From: Chih-Jen Lin <cjlin@csie.ntu.edu.tw>
Date: Fri, 16 Oct 2020 12:40:20 +0000 (+0800)
Subject: Two changes in newton.cpp
X-Git-Tag: v242~6
X-Git-Url: https://granicus.if.org/sourcecode?a=commitdiff_plain;h=07208b8beb4bc6545fcca2182734e0963cdcedaa;p=liblinear

Two changes in newton.cpp

- in the previous version, the output is like

init f 1.403e+07
iter  1 f 5.390e+06 |g| 6.197e+05 CG   2 step_size 1.00e+00

we indeed print

f(w_k) |g(w_{k-1})|

So |g| 6.197e+05 is the grad at f(0) = 1.403e+07.

The output is changed to

init f 1.403e+07 |g| 6.197e+05
iter  1 f 5.390e+06 |g| 2.118e+05 CG   2 step_size 1.00e+00
iter  2 f 1.925e+06 |g| 7.244e+04 CG   4 step_size 1.00e+00

Each line shows the new f and |g| after an iteration with
CG steps and line search step_size

- in pcg(), we calculate

        alpha = zTr/ddot_(&n, d, &inc, Hd, &inc);

before the stopping condition based on quadratic approximations.
But after the previous CG step, the new zTr and dHd may both be zero
(or very close to zero).
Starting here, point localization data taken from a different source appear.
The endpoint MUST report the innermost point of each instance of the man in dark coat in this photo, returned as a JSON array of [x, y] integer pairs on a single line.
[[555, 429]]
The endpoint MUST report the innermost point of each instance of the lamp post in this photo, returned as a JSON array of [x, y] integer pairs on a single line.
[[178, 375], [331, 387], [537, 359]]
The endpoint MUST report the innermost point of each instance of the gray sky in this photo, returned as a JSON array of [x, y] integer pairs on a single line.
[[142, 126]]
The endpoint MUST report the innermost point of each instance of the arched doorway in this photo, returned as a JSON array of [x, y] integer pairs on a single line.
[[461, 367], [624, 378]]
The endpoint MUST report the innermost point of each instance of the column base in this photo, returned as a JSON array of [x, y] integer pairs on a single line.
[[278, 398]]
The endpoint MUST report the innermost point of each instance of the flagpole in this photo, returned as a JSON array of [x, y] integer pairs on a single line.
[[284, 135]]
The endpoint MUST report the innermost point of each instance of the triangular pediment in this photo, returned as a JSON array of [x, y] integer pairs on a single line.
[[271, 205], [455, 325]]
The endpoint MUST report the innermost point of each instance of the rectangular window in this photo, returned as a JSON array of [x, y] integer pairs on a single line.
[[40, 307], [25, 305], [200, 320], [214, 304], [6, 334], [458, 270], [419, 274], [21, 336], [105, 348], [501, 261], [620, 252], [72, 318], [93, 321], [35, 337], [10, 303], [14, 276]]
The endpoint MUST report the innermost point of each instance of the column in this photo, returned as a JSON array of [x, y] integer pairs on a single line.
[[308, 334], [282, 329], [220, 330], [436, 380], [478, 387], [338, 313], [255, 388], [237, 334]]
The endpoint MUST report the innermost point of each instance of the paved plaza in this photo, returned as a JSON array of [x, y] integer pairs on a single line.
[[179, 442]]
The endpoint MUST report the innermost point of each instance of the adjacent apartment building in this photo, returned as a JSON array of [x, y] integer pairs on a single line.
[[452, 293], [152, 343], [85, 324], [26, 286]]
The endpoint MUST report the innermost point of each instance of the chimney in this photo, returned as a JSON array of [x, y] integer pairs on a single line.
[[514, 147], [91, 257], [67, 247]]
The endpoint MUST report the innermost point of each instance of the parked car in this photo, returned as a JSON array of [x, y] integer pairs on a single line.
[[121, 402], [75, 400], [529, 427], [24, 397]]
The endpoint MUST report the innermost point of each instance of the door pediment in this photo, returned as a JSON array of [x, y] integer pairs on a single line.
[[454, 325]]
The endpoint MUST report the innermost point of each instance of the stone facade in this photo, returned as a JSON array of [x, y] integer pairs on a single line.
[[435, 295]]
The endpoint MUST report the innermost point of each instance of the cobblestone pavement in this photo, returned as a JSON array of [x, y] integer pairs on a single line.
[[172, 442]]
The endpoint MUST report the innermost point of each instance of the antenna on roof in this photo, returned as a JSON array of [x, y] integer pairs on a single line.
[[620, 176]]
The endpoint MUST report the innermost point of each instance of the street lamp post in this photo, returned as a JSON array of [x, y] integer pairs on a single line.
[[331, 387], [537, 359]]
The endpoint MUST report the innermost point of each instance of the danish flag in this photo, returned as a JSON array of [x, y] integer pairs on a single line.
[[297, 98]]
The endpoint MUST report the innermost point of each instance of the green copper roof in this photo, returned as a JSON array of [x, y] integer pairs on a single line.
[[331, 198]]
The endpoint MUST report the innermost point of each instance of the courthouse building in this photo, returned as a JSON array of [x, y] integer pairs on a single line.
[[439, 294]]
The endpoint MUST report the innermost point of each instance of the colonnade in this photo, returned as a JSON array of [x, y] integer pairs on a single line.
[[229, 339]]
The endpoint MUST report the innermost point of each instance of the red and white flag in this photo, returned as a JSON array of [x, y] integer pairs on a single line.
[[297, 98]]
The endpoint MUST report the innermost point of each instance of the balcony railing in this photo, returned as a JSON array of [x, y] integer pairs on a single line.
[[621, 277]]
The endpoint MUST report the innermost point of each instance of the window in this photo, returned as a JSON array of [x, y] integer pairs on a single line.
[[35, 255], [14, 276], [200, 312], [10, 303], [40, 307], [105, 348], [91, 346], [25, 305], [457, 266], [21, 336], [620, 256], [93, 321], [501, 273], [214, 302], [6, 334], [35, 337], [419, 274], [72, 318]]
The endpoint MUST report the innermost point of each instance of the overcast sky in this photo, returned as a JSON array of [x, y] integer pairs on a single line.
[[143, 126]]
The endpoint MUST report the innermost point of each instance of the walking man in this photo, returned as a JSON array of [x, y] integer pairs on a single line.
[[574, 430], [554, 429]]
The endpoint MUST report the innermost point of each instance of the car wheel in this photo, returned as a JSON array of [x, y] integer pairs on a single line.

Then 0/0 may occur. In such a situation CG
should stop. Now a safeguard check is added:

+		dHd = ddot_(&n, d, &inc, Hd, &inc);
+		// avoid 0/0 in getting alpha
+		if (dHd <= 1.0e-16)
+			break;
---

diff --git a/newton.cpp b/newton.cpp
index bd09fbb..17ba7de 100644
--- a/newton.cpp
+++ b/newton.cpp
@@ -117,9 +117,9 @@ void NEWTON::newton(double *w)
 	delete [] w0;
 
 	f = fun_obj->fun(w);
-	info("init f %5.3e\n", f);
 	fun_obj->grad(w, g);
 	double gnorm = dnrm2_(&n, g, &inc);
+	info("init f %5.3e |g| %5.3e\n", f, gnorm);
 
 	if (gnorm <= eps*gnorm0)
 		search = 0;
@@ -132,7 +132,7 @@ void NEWTON::newton(double *w)
 		cg_iter = pcg(g, M, s, r);
 
 		fold = f;
-		step_size = fun_obj->linesearch_and_update(w, s, & f, g, init_step_size);
+		step_size = fun_obj->linesearch_and_update(w, s, &f, g, init_step_size);
 
 		if (step_size == 0)
 		{
@@ -140,14 +140,11 @@ void NEWTON::newton(double *w)
 			break;
 		}
 
-		info("iter %2d f %5.3e |g| %5.3e CG %3d step_size %4.2e \n", iter, f, gnorm, cg_iter, step_size);
-
-		actred = fold - f;
-		iter++;
-
 		fun_obj->grad(w, g);
-
 		gnorm = dnrm2_(&n, g, &inc);
+
+		info("iter %2d f %5.3e |g| %5.3e CG %3d step_size %4.2e \n", iter, f, gnorm, cg_iter, step_size);
+		
 		if (gnorm <= eps*gnorm0)
 			break;
 		if (f < -1.0e+32)
@@ -155,11 +152,14 @@ void NEWTON::newton(double *w)
 			info("WARNING: f < -1.0e+32\n");
 			break;
 		}
+		actred = fold - f;
 		if (fabs(actred) <= 1.0e-12*fabs(f))
 		{
 			info("WARNING: actred too small\n");
 			break;
 		}
+
+		iter++;
 	}
 
 	delete[] g;
@@ -175,7 +175,7 @@ int NEWTON::pcg(double *g, double *M, double *s, double *r)
 	double one = 1;
 	double *d = new double[n];
 	double *Hd = new double[n];
-	double zTr, znewTrnew, alpha, beta, cgtol;
+	double zTr, znewTrnew, alpha, beta, cgtol, dHd;
 	double *z = new double[n];
 	double Q = 0, newQ, Qdiff;
 
@@ -196,9 +196,14 @@ int NEWTON::pcg(double *g, double *M, double *s, double *r)
 	while (cg_iter < max_cg_iter)
 	{
 		cg_iter++;
-		fun_obj->Hv(d, Hd);
 
-		alpha = zTr/ddot_(&n, d, &inc, Hd, &inc);
+		fun_obj->Hv(d, Hd);
+		dHd = ddot_(&n, d, &inc, Hd, &inc);
+		// avoid 0/0 in getting alpha
+		if (dHd <= 1.0e-16)
+			break;
+		
+		alpha = zTr/dHd;
 		daxpy_(&n, &alpha, d, &inc, s, &inc);
 		alpha = -alpha;
 		daxpy_(&n, &alpha, Hd, &inc, r, &inc);